However, she had not dared to risk herself in the silk hall, the high glass roof, luxurious counters, and cathedral-like air of which frightened her. Then when she did venture in, to escape the shopmen in the linen department, who were grinning, she had stumbled right on to Mouret's display; and, notwithstanding her fright, the woman was aroused within her, her cheeks suddenly became red, and she forgot everything in looking at the glow of these silks.
“Hullo!” said Hutin in Favier's ear; “there's the girl we saw in the Place Gaillon.”
Mouret, whilst affecting to listen to Bourdoncle and Robineau, was at heart flattered by the startled look of this poor girl, as a marchioness might be by the brutal desire of a passing drayman. But Denise had raised her eyes, and her confusion increased at the sight of this young man, whom she took for a manager. She thought he was looking at her severely. Then not knowing how to get away, quite lost, she applied to the nearest shopman, who happened to be Favier.
“Madame Aurélie, please?”
But Favier, who was disagreeable, contented himself with replying sharply: “First floor.”
And Denise, longing to escape the looks of all these men, thanked him, and had again turned her back to the stairs she ought to have mounted, when Hutin, yielding naturally to his instinct of gallantry, stopped her with his most amiable salesman's smile, “No—this way, mademoiselle; if you don't mind.”
And he even went with her a little way to the foot of the staircase on the left-hand side of the hall under the gallery. There he bowed, smiling tenderly, as he smiled at all women.
“When you get upstairs turn to the left. The dress department is straight in front.”

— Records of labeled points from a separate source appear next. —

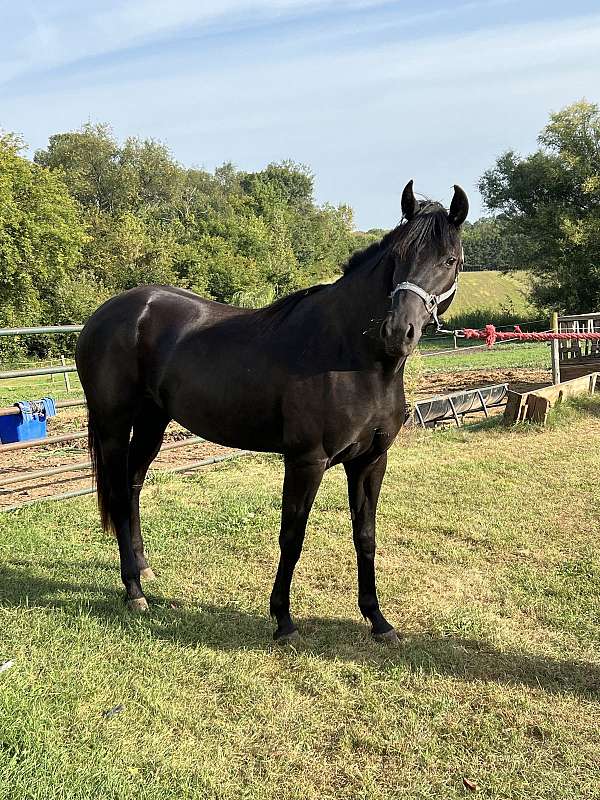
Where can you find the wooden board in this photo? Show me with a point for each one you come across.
(534, 406)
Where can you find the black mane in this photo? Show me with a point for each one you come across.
(431, 223)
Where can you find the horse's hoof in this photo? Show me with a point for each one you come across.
(139, 605)
(389, 638)
(292, 638)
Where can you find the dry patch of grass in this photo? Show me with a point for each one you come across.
(488, 564)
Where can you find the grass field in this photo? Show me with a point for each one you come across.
(493, 290)
(488, 565)
(502, 356)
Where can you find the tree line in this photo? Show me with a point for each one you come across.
(90, 217)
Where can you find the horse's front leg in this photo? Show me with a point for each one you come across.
(300, 486)
(365, 476)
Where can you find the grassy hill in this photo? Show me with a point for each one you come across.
(501, 295)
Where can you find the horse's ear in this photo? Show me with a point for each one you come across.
(459, 207)
(410, 205)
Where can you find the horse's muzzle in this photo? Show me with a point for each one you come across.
(400, 333)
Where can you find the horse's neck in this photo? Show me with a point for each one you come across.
(360, 302)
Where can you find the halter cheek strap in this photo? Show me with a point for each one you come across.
(431, 301)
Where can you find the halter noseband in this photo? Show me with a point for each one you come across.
(431, 301)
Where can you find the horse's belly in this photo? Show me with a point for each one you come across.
(225, 406)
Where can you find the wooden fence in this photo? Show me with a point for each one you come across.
(576, 358)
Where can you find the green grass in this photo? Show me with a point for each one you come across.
(502, 293)
(504, 356)
(488, 564)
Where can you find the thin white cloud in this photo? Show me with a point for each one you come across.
(438, 109)
(56, 34)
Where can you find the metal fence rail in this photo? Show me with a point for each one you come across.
(41, 329)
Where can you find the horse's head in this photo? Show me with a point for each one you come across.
(427, 256)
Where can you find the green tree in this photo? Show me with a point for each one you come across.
(41, 239)
(550, 200)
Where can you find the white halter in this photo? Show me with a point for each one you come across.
(431, 300)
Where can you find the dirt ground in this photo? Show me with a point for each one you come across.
(21, 462)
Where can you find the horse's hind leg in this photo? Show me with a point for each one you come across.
(112, 479)
(148, 431)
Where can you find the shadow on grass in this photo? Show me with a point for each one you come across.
(229, 628)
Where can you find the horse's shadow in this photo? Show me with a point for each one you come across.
(231, 628)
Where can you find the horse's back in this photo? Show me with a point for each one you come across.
(126, 340)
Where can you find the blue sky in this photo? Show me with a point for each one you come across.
(367, 93)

This caressing politeness affected Denise deeply. It was like a brotherly hand extended to her; she raised her eyes and looked at Hutin, and everything in him touched her—his handsome face, his looks which dissolved her fears, and his voice which seemed to her of a consoling softness. Her heart swelled with gratitude, and she bestowed her friendship in the few disjointed words her emotion allowed her to utter.
“Really, sir, you are too kind. Pray don't trouble to come any further. Thank you very much.”